Thelymitra orientalis
- Conservation status: Critically Endangered (IUCN 3.1)

Scientific classification
- Kingdom: Plantae
- Clade: Tracheophytes
- Clade: Angiosperms
- Clade: Monocots
- Order: Asparagales
- Family: Orchidaceae
- Subfamily: Orchidoideae
- Tribe: Diurideae
- Genus: Thelymitra
- Species: T. orientalis
- Binomial name: Thelymitra orientalis R.J.Bates

= Thelymitra orientalis =

- Genus: Thelymitra
- Species: orientalis
- Authority: R.J.Bates
- Conservation status: CR

Species of orchid

Thelymitra orientalis is a rare species of orchid in the family Orchidaceae and is endemic to southern continental Australia.

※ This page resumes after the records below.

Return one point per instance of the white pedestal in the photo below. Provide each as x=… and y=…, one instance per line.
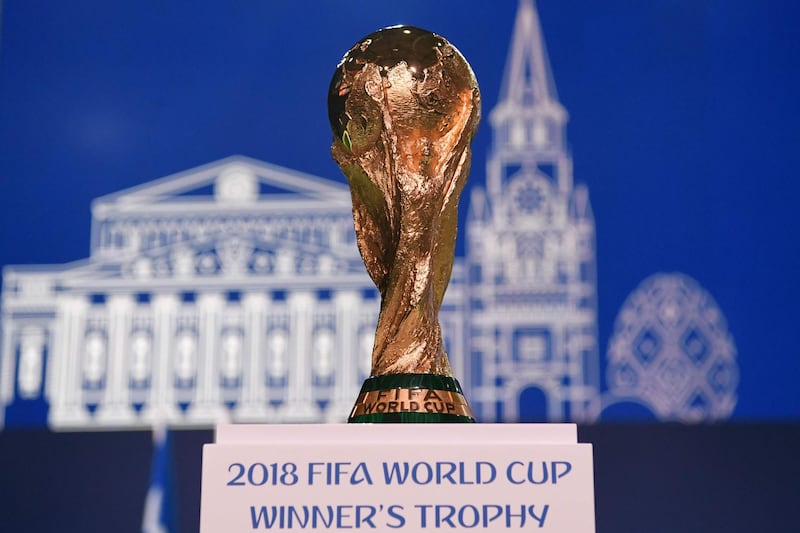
x=397, y=477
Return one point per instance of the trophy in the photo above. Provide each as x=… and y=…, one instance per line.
x=403, y=106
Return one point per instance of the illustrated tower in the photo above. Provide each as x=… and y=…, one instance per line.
x=531, y=254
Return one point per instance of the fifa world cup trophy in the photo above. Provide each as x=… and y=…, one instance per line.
x=404, y=105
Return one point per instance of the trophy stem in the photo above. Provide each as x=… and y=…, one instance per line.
x=411, y=398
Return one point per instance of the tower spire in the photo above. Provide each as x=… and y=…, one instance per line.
x=527, y=80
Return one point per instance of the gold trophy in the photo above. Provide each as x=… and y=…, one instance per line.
x=404, y=105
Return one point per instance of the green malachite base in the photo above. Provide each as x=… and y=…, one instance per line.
x=411, y=398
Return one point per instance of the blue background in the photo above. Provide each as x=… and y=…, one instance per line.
x=683, y=125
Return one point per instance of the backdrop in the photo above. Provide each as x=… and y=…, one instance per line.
x=682, y=125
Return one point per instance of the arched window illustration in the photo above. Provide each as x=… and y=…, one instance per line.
x=31, y=363
x=141, y=357
x=185, y=359
x=94, y=360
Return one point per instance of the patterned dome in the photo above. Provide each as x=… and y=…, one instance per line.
x=671, y=350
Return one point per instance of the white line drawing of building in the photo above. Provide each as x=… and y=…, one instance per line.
x=235, y=290
x=531, y=253
x=250, y=303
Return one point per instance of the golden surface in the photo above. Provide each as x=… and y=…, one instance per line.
x=411, y=401
x=404, y=106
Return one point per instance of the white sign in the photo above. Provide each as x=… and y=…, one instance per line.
x=397, y=477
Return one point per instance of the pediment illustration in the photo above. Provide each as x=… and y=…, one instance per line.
x=235, y=180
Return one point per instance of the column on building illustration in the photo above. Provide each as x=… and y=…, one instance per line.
x=299, y=404
x=254, y=387
x=346, y=307
x=209, y=308
x=530, y=297
x=162, y=406
x=65, y=381
x=114, y=406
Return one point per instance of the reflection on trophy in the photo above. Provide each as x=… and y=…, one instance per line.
x=404, y=105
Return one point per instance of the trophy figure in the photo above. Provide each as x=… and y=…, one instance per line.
x=404, y=105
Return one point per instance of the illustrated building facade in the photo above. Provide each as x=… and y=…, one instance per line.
x=236, y=291
x=531, y=253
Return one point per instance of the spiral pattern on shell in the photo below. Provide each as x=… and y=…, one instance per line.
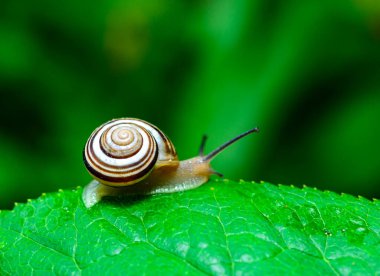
x=124, y=151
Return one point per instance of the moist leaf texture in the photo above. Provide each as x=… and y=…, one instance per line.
x=221, y=228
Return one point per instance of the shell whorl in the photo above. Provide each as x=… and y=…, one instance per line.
x=124, y=151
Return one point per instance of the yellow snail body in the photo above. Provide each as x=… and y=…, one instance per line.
x=130, y=156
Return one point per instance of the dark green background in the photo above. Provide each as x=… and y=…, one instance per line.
x=307, y=73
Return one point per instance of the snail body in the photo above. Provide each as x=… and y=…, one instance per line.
x=131, y=156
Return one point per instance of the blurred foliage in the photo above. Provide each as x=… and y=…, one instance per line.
x=307, y=73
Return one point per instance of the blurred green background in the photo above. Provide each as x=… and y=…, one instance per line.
x=306, y=72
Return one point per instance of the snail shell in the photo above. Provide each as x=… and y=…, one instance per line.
x=129, y=151
x=124, y=151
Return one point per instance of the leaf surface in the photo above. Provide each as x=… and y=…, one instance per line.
x=223, y=228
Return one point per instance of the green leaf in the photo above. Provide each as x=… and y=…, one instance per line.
x=223, y=228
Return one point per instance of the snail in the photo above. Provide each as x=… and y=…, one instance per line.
x=131, y=156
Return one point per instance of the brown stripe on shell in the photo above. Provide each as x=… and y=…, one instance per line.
x=108, y=153
x=170, y=149
x=108, y=176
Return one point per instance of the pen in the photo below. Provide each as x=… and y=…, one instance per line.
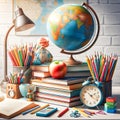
x=30, y=110
x=63, y=112
x=38, y=109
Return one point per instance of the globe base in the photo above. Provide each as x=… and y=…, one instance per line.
x=72, y=61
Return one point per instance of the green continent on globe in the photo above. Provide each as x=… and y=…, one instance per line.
x=70, y=27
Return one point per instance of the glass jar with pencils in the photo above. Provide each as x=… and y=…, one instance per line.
x=102, y=68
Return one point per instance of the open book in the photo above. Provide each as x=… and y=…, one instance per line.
x=10, y=108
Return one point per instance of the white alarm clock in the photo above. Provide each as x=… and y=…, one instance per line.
x=90, y=94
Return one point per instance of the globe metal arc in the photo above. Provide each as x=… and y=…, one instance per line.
x=73, y=28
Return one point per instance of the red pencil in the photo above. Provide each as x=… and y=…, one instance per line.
x=63, y=112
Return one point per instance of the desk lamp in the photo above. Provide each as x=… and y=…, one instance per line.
x=21, y=23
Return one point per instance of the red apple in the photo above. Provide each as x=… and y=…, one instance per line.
x=58, y=69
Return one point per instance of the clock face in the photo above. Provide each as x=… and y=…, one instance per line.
x=90, y=96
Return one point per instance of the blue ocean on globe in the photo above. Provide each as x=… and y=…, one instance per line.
x=70, y=27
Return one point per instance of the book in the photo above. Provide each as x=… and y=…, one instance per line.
x=43, y=67
x=78, y=74
x=56, y=102
x=59, y=92
x=57, y=97
x=10, y=108
x=62, y=81
x=40, y=74
x=79, y=67
x=50, y=85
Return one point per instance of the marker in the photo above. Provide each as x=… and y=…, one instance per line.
x=38, y=109
x=30, y=110
x=63, y=112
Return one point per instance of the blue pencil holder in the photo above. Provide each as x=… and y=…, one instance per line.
x=106, y=90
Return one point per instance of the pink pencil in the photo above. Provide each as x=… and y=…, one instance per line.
x=103, y=72
x=95, y=70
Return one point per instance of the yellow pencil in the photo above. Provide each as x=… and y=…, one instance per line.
x=38, y=109
x=89, y=66
x=81, y=112
x=16, y=54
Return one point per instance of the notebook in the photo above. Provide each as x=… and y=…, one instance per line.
x=10, y=108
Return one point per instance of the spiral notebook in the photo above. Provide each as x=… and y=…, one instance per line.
x=10, y=108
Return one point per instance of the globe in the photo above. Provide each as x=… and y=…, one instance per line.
x=73, y=28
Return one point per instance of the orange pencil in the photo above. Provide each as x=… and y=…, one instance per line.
x=12, y=59
x=110, y=65
x=16, y=55
x=90, y=68
x=13, y=56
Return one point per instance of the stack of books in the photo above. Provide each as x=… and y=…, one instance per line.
x=65, y=91
x=40, y=71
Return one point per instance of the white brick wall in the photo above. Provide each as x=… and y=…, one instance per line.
x=108, y=41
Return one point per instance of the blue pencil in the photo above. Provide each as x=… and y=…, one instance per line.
x=30, y=110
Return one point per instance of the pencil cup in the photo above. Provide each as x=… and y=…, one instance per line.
x=106, y=89
x=12, y=91
x=18, y=69
x=24, y=72
x=23, y=89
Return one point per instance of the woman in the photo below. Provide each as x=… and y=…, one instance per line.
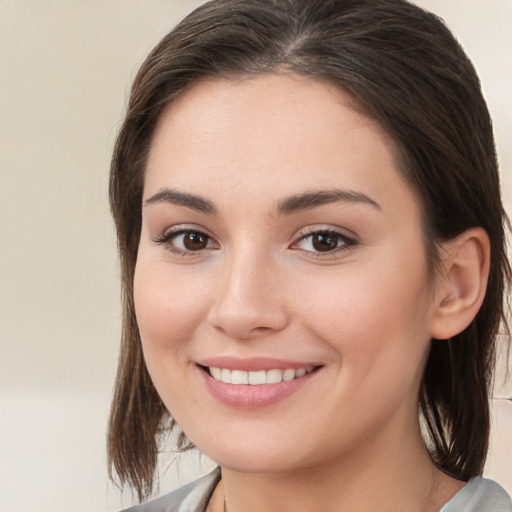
x=312, y=244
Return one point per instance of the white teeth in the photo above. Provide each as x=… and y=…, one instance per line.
x=289, y=374
x=239, y=377
x=216, y=373
x=225, y=376
x=273, y=376
x=258, y=377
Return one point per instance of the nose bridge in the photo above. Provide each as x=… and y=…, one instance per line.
x=248, y=302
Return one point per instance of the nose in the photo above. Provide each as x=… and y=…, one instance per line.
x=249, y=302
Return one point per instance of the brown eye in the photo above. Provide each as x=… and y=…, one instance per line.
x=319, y=242
x=186, y=241
x=323, y=242
x=195, y=241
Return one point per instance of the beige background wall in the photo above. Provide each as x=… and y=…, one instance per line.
x=65, y=67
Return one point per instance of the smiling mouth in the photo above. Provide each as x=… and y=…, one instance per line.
x=255, y=378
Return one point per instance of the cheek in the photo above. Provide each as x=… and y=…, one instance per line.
x=370, y=316
x=168, y=306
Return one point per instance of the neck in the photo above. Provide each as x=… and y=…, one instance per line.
x=385, y=476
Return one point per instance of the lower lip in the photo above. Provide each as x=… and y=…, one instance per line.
x=246, y=396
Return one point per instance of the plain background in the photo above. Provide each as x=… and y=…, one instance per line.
x=65, y=69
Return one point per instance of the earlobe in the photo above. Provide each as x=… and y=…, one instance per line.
x=462, y=284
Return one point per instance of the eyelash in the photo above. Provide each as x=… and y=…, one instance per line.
x=344, y=243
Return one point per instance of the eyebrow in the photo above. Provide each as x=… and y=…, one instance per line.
x=310, y=200
x=292, y=204
x=191, y=201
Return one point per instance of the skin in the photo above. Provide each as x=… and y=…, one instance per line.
x=349, y=438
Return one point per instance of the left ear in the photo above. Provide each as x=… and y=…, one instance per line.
x=461, y=285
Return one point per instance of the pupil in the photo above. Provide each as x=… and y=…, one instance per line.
x=195, y=241
x=325, y=242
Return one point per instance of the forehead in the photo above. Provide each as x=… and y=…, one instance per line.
x=268, y=135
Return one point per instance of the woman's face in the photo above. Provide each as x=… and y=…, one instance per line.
x=281, y=288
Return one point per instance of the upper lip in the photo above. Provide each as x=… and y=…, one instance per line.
x=254, y=363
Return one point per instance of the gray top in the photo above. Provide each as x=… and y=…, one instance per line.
x=478, y=495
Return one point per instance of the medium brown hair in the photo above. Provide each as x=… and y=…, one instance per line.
x=404, y=69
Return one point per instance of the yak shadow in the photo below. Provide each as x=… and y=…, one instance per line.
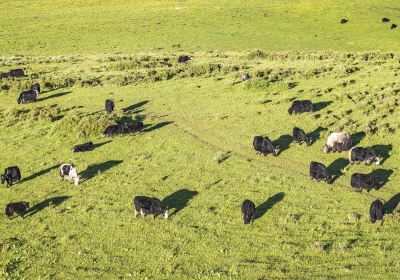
x=357, y=137
x=316, y=134
x=336, y=167
x=156, y=126
x=283, y=142
x=321, y=105
x=40, y=173
x=98, y=145
x=383, y=151
x=383, y=175
x=54, y=95
x=179, y=200
x=94, y=169
x=265, y=206
x=131, y=109
x=392, y=204
x=50, y=202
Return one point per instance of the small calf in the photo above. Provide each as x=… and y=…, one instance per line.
x=19, y=208
x=318, y=171
x=68, y=172
x=109, y=106
x=360, y=154
x=300, y=136
x=11, y=175
x=114, y=130
x=88, y=146
x=263, y=145
x=149, y=205
x=376, y=211
x=248, y=211
x=361, y=181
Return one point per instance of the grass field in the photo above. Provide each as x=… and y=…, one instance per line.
x=196, y=152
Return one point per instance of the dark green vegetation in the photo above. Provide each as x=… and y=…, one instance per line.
x=109, y=26
x=196, y=154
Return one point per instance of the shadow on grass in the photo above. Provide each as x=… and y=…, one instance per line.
x=179, y=200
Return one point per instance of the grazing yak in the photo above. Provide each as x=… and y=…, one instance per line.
x=113, y=130
x=263, y=145
x=19, y=208
x=319, y=172
x=376, y=211
x=27, y=96
x=36, y=88
x=149, y=205
x=184, y=58
x=248, y=211
x=136, y=126
x=367, y=155
x=68, y=172
x=338, y=142
x=11, y=175
x=301, y=106
x=300, y=136
x=109, y=106
x=361, y=181
x=88, y=146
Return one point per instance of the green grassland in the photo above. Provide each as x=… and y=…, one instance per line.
x=41, y=27
x=196, y=154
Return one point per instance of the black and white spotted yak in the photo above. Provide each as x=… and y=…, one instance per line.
x=338, y=142
x=88, y=146
x=263, y=145
x=19, y=208
x=149, y=206
x=109, y=106
x=318, y=171
x=248, y=211
x=360, y=154
x=11, y=175
x=361, y=181
x=376, y=211
x=68, y=172
x=301, y=106
x=300, y=136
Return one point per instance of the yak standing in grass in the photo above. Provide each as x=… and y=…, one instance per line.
x=11, y=175
x=318, y=171
x=263, y=145
x=338, y=142
x=301, y=106
x=149, y=205
x=376, y=211
x=248, y=211
x=360, y=154
x=361, y=181
x=300, y=136
x=19, y=208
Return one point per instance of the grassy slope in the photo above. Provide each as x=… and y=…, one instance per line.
x=306, y=228
x=109, y=26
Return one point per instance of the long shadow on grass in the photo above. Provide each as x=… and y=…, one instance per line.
x=94, y=169
x=315, y=134
x=54, y=95
x=50, y=202
x=40, y=173
x=392, y=203
x=156, y=126
x=336, y=167
x=383, y=151
x=382, y=175
x=283, y=143
x=265, y=206
x=179, y=199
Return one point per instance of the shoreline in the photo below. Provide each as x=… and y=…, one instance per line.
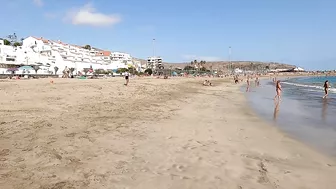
x=168, y=133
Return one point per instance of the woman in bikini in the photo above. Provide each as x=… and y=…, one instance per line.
x=248, y=84
x=326, y=87
x=278, y=91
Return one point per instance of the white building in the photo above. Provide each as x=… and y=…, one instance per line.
x=49, y=54
x=154, y=62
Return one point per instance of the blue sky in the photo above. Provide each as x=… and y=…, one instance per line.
x=300, y=32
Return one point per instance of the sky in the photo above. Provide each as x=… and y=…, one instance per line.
x=299, y=32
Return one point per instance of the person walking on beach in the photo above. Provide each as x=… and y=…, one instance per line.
x=257, y=83
x=278, y=91
x=248, y=84
x=326, y=87
x=126, y=78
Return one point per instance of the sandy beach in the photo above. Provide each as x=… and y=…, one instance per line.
x=155, y=133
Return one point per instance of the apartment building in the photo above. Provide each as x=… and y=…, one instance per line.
x=51, y=54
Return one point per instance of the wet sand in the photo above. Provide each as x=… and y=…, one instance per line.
x=154, y=133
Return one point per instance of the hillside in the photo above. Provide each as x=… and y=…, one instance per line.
x=223, y=65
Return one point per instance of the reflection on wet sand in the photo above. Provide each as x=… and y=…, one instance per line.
x=276, y=111
x=324, y=108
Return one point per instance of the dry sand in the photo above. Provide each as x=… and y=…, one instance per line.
x=152, y=134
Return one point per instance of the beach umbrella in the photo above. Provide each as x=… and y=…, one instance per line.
x=26, y=68
x=12, y=69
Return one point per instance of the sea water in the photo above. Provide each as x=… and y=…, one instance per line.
x=302, y=113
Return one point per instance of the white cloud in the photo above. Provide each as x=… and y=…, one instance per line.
x=38, y=2
x=87, y=15
x=51, y=15
x=189, y=57
x=146, y=28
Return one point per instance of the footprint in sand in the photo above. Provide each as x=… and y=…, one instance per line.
x=179, y=168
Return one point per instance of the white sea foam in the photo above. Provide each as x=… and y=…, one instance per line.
x=333, y=90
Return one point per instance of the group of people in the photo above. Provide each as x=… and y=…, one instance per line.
x=207, y=83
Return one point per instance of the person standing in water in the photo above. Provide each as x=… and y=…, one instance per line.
x=278, y=91
x=126, y=78
x=326, y=87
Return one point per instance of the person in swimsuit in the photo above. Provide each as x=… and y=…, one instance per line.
x=257, y=81
x=278, y=91
x=126, y=78
x=326, y=87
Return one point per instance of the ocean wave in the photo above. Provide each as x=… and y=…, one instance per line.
x=333, y=90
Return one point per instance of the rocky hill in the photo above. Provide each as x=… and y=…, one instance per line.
x=224, y=65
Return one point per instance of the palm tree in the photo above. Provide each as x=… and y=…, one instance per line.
x=195, y=62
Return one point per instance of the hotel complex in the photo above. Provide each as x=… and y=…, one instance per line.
x=48, y=54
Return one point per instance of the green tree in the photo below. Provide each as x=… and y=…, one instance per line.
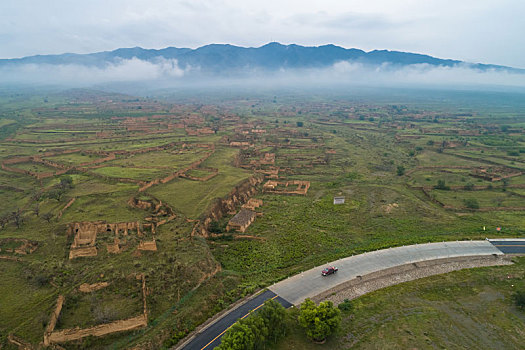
x=239, y=337
x=319, y=321
x=255, y=331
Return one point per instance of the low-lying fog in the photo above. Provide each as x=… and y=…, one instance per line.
x=167, y=73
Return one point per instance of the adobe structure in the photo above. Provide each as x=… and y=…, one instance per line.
x=287, y=187
x=241, y=220
x=85, y=235
x=252, y=204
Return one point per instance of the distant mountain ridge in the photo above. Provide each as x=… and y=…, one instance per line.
x=217, y=58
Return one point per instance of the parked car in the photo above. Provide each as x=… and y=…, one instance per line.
x=329, y=270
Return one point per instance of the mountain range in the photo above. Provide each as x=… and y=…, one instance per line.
x=218, y=58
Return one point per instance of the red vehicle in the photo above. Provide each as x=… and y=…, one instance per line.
x=329, y=270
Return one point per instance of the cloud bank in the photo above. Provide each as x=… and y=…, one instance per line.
x=132, y=70
x=169, y=73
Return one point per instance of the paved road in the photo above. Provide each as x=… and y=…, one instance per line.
x=295, y=289
x=211, y=336
x=310, y=283
x=510, y=245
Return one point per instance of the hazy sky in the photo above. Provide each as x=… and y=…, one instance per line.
x=488, y=31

It has a single thread-like, cylindrical leaf and a single deep blue, streaked flower. It is similar to T. mucida but is distinguished from that species by its filiform leaf and smaller flower.

==Description==
Thelymitra orientalis is a tuberous, perennial herb with a single thread-like, cylindrical leaf about 50 mm long and 2 mm wide with a red base. A single deep blue flower with 6 to 8 darker streaks, up to 10 mm wide is borne on a flowering stem up to 100 mm tall. The sepals and petals are 5-7 mm long and 4-5 mm wide. The column is a rich purple colour, 3-4 mm long and about 2 mm wide. The lobe on the top of the anther is black with a yellow tip divided into two parts with wavy edges. The side lobes have a few yellow hairs. Flowering occurs between late October and early-November and the flowers only open on hot days.

==Taxonomy and naming==
Thelymitra orientalis was first formally described in 2010 by Robert Bates from a specimen he collected in The Marshes Native Forest Reserve near Millicent in 2003. The description was published in the Journal of the Adelaide Botanic Garden. The specific epithet (orientalis) is a Latin word meaning "of the east", referring to fact that this orchid is related to T. mucida which is mainly a Western Australian species.

==Distribution and habitat==
This thelymitra grows in damp heath in high rainfall areas. It is found in western Victoria and the far south-east of South Australia.